Dear Editor,
The recent report by the Mexican consultant on oil refinery capacity shows the need for external oil sales. The data shared points to a 30-year supply for a local refinery based on the 1.5 billion oil find. With an accelerated or straight-line depreciation model, the payback on the investment can be determined if excess crude oil is sold. The challenge for the investment is long-term projected oil prices.
The 30-year plan for the Green Economy will inform the decision as to whether this investment can overcome the risk. Our ability as a nation to transition away from fossil fuel dependence faster than other nations will aid us to eliminate the risk associated with oil prices.

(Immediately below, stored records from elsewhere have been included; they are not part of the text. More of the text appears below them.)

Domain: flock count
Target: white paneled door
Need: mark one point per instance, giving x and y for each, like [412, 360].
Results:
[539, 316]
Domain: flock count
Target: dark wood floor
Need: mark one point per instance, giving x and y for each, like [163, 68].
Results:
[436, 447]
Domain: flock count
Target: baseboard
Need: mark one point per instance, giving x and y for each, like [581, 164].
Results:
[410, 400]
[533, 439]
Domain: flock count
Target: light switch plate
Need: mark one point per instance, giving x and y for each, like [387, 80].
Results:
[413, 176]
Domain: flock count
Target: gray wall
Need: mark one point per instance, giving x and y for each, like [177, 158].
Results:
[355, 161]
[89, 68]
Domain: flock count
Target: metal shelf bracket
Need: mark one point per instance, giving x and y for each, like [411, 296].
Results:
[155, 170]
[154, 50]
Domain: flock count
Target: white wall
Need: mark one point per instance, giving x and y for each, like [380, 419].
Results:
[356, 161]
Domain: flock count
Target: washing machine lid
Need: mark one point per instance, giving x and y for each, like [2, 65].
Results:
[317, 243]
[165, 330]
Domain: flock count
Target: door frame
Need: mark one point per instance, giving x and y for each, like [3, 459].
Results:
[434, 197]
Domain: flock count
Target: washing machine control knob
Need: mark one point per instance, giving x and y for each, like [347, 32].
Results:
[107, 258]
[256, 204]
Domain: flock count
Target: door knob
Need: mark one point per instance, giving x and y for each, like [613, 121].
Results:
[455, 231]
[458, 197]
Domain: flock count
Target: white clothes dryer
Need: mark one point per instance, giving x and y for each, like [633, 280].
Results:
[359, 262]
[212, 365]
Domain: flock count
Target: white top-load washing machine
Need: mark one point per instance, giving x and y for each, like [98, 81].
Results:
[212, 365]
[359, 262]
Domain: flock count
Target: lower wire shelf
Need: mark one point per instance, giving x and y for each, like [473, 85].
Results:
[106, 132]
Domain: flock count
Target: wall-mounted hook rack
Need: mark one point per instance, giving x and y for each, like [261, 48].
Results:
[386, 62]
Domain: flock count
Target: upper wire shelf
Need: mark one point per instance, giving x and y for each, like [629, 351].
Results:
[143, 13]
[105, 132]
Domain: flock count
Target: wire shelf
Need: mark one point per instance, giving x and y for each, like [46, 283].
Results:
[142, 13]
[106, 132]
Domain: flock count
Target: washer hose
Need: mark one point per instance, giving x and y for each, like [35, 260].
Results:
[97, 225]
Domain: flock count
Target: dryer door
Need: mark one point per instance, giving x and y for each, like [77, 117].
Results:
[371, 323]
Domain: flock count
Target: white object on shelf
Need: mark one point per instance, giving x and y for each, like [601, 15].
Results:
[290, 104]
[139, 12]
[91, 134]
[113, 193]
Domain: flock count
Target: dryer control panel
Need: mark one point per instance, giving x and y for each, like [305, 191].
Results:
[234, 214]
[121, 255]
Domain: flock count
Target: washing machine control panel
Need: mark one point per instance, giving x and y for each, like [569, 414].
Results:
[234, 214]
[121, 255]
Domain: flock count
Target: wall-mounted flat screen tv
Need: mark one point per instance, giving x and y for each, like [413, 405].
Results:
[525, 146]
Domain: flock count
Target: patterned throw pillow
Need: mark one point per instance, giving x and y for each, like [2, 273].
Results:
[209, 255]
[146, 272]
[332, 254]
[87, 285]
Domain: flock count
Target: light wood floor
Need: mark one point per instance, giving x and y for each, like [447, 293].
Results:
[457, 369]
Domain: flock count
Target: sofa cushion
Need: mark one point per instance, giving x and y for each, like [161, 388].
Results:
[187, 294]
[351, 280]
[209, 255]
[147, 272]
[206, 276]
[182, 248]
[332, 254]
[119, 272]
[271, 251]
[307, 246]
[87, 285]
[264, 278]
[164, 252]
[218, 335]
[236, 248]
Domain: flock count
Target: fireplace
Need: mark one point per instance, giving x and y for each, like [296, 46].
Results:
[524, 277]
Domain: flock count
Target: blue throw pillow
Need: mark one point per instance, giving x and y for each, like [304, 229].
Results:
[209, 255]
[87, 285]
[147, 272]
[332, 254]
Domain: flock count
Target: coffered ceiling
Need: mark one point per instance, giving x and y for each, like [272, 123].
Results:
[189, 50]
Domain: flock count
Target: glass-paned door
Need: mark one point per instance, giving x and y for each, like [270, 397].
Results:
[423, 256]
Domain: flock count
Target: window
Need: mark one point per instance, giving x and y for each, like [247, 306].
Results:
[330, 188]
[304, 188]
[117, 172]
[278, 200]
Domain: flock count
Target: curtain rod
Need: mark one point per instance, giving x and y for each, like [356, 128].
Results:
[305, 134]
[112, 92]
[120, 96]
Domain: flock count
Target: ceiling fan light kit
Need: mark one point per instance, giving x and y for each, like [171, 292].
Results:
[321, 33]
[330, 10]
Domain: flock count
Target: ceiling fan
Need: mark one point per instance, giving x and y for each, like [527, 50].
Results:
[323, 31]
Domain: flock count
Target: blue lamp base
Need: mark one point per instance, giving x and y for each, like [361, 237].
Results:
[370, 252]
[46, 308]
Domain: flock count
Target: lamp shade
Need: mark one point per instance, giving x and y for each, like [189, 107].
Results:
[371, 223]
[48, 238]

Given the energy agendas of high consumption countries and oil producing countries, we are exposed to demand reduction and the associated price softness in the market. This leaves supply countries with increased market competition.

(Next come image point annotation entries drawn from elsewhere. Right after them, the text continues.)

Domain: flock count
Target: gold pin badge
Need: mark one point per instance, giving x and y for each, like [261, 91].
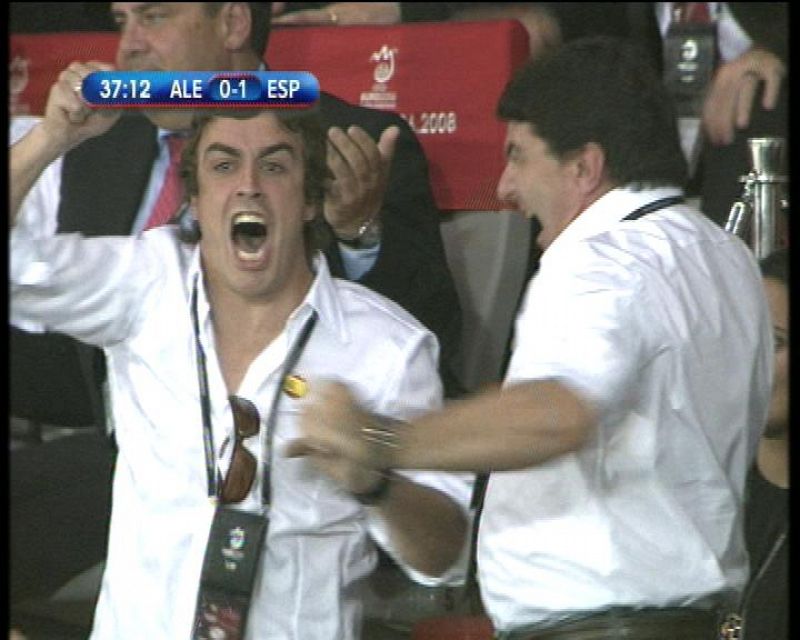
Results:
[295, 386]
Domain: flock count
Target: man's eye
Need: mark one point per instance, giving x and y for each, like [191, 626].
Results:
[223, 166]
[151, 18]
[273, 167]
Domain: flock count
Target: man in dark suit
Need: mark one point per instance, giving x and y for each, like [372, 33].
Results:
[746, 96]
[380, 211]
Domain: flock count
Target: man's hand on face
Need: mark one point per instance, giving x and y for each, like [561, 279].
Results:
[68, 120]
[360, 170]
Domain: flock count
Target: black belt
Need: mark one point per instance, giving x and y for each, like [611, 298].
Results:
[675, 623]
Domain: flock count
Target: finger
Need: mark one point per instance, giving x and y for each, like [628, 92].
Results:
[744, 103]
[366, 145]
[300, 448]
[350, 151]
[772, 86]
[388, 143]
[718, 112]
[337, 163]
[306, 16]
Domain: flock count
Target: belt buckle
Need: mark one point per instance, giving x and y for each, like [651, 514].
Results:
[731, 627]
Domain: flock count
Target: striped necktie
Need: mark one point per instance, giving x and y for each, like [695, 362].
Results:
[170, 197]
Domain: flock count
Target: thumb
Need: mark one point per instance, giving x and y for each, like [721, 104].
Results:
[299, 448]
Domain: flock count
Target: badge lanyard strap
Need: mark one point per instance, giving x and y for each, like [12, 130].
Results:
[657, 205]
[205, 401]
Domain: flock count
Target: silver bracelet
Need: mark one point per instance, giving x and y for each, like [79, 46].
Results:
[383, 441]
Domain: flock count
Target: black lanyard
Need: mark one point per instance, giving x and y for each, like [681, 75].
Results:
[205, 402]
[656, 205]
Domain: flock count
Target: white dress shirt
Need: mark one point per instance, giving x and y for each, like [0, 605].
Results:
[40, 207]
[661, 324]
[131, 296]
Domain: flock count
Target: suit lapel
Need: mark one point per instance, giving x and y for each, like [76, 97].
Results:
[103, 179]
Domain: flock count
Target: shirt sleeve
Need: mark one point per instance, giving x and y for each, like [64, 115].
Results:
[417, 389]
[92, 289]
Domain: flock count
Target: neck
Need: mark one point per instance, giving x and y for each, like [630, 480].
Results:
[773, 461]
[245, 326]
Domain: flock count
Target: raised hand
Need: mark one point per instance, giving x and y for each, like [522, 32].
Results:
[360, 170]
[730, 98]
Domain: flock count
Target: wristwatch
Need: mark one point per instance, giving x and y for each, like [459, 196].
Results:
[367, 236]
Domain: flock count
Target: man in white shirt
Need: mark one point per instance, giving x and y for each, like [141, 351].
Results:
[619, 444]
[191, 334]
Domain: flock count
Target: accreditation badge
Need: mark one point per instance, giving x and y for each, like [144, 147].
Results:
[232, 559]
[690, 55]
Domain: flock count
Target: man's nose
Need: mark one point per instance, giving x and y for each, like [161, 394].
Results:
[505, 189]
[249, 184]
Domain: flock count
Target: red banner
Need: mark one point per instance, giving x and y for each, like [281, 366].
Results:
[443, 78]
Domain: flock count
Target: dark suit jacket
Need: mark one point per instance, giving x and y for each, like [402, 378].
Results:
[103, 181]
[766, 23]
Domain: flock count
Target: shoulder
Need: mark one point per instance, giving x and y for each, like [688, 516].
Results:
[365, 309]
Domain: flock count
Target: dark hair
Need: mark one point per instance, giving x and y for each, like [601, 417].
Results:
[306, 124]
[601, 90]
[776, 266]
[260, 18]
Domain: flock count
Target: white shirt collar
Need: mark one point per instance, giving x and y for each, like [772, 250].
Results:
[321, 296]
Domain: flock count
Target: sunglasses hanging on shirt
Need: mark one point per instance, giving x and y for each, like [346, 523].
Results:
[236, 538]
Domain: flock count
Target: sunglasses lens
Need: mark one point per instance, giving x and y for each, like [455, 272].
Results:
[240, 476]
[245, 417]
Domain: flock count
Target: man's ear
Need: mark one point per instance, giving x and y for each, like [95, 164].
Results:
[310, 213]
[590, 166]
[237, 24]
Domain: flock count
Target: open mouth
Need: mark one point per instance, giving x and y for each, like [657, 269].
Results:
[249, 234]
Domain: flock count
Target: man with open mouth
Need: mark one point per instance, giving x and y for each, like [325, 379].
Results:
[212, 349]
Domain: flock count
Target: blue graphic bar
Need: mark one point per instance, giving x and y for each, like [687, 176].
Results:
[176, 89]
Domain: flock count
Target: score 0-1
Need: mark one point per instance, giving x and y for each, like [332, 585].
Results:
[167, 89]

The sensitivity and complexity of the Venezuelan supply being offline has been sustaining market prices during a price-favourable military climate. As the major military engagements end and the Venezuelan situation is resolved, oil prices will experience increased downward price pressure in the market.
Although this risk is built into current prices for the near- to mid-term, the long-term impact is beyond the futures market risk consideration, thus making it difficult to determine the rate of global conversion away from fossil fuels and towards a greener energy economy.
However, if a peaceful global climate is maintained and energy conversion targets are kept as outlined by countries at the climate summit, oil prices can be forecasted with reduced variation and increased accuracy. This is the baseline scenario for determining the payback on the refinery investment.